The nice thing about P-positions is that they satisfy the two following facts:

  • If you are at a P-position, then you cannot move to another P-position
  • If you are not at a P-position, then there is a move to a P-position.

This allows you to work backward through the game recursively, finding all the P-positions. The winning strategy is always to move to a P-position, leaving your opponent with a losing position. I'll show the solution for the first set of numbers, where a player can take 2,3, or 5 stones. I'll assume that when there's one stone left, a player loses because they have no legal moves. That makes one a P-position, and 0 is a natural P-position as well since if it's your turn and there are no stones, your opponent just won. Make a grid and mark the P-positions:

enter image description here

Now you work backward through the grid, marking either 'x' or 'P'. For instance, 2 is not a P-position because there exists a move from 2 to 0, which means the position 2 can 'see' a P-position. That violates the first property, so 2 is not a P-position. By the same reasoning, neither are 3, 4, 5, or 6, since they can all 'see' a P-position.

enter image description here

Now we look at the position labeled 7. There are no moves from 7 to a P-position, which means that 7 itself must be one. Then work backward from 7 as before:

enter image description here

What about 8? It's also a P-position, since it can't see any other P-positions, and so 10, 11, and 13 get 'x'es too.

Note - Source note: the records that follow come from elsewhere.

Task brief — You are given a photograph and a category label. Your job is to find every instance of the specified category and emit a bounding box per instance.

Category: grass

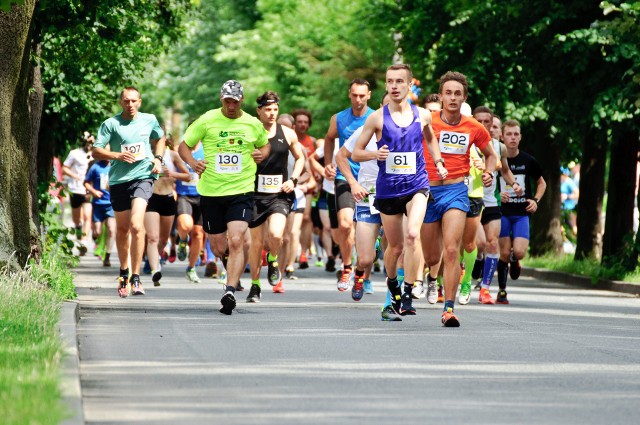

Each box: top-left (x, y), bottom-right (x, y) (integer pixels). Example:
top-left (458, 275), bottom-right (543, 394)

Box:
top-left (523, 253), bottom-right (640, 283)
top-left (0, 241), bottom-right (77, 425)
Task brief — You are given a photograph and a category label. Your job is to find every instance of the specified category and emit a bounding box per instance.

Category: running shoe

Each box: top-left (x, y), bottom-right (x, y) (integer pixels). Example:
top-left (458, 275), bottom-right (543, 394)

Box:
top-left (381, 305), bottom-right (402, 322)
top-left (314, 259), bottom-right (324, 267)
top-left (78, 243), bottom-right (87, 257)
top-left (117, 275), bottom-right (130, 298)
top-left (152, 270), bottom-right (162, 287)
top-left (186, 268), bottom-right (201, 283)
top-left (363, 279), bottom-right (374, 294)
top-left (437, 285), bottom-right (444, 303)
top-left (509, 251), bottom-right (521, 280)
top-left (204, 261), bottom-right (218, 278)
top-left (387, 279), bottom-right (402, 314)
top-left (299, 253), bottom-right (309, 269)
top-left (426, 280), bottom-right (438, 304)
top-left (479, 288), bottom-right (495, 304)
top-left (471, 258), bottom-right (484, 280)
top-left (168, 248), bottom-right (176, 263)
top-left (143, 258), bottom-right (151, 275)
top-left (411, 282), bottom-right (425, 299)
top-left (373, 260), bottom-right (381, 273)
top-left (458, 281), bottom-right (471, 305)
top-left (337, 269), bottom-right (352, 292)
top-left (496, 290), bottom-right (509, 304)
top-left (161, 250), bottom-right (169, 263)
top-left (399, 292), bottom-right (416, 316)
top-left (441, 307), bottom-right (460, 327)
top-left (102, 253), bottom-right (111, 267)
top-left (131, 275), bottom-right (145, 296)
top-left (351, 276), bottom-right (364, 301)
top-left (285, 267), bottom-right (298, 280)
top-left (325, 257), bottom-right (336, 273)
top-left (272, 281), bottom-right (285, 293)
top-left (267, 258), bottom-right (281, 286)
top-left (177, 239), bottom-right (188, 262)
top-left (219, 292), bottom-right (236, 315)
top-left (246, 284), bottom-right (261, 302)
top-left (237, 281), bottom-right (245, 291)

The pattern becomes clear at this point; just as the answerer above me noted, the P-positions are the positions that are either a multiple of 7 or a multiple of 7 plus one.

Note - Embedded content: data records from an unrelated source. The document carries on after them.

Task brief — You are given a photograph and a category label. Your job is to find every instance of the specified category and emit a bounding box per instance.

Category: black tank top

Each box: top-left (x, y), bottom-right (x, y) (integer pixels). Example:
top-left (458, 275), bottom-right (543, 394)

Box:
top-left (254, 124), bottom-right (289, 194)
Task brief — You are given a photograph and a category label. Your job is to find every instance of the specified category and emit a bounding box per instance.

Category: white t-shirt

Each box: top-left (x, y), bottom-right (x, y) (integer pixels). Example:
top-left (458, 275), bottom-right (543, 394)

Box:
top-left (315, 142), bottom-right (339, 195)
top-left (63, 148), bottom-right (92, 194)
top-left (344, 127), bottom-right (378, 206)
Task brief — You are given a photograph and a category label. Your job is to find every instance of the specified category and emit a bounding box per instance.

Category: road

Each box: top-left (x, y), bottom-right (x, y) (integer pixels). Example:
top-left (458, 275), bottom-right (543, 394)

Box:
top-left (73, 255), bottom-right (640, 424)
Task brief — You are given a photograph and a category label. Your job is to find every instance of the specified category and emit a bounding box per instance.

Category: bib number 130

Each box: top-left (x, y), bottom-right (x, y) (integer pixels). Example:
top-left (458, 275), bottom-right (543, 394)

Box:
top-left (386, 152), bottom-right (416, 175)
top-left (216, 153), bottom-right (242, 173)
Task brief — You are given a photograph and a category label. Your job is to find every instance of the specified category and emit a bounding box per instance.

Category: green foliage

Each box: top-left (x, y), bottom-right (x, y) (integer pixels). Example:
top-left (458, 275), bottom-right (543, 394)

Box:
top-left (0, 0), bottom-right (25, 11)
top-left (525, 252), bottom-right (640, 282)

enter image description here

Now the winning strategy is to always move to a P-position. If we start at 1000, that's equal to $7\cdot 142 + 6$, i.e. the remainder is 6 when you divide by 7. You want to leave a remainder of 0 or 1; you can leave a 1 by taking 5, again as noted in the answer by stewbasic. Based on his answer I suspect you'll find that 1000 is a P-position with the second ruleset.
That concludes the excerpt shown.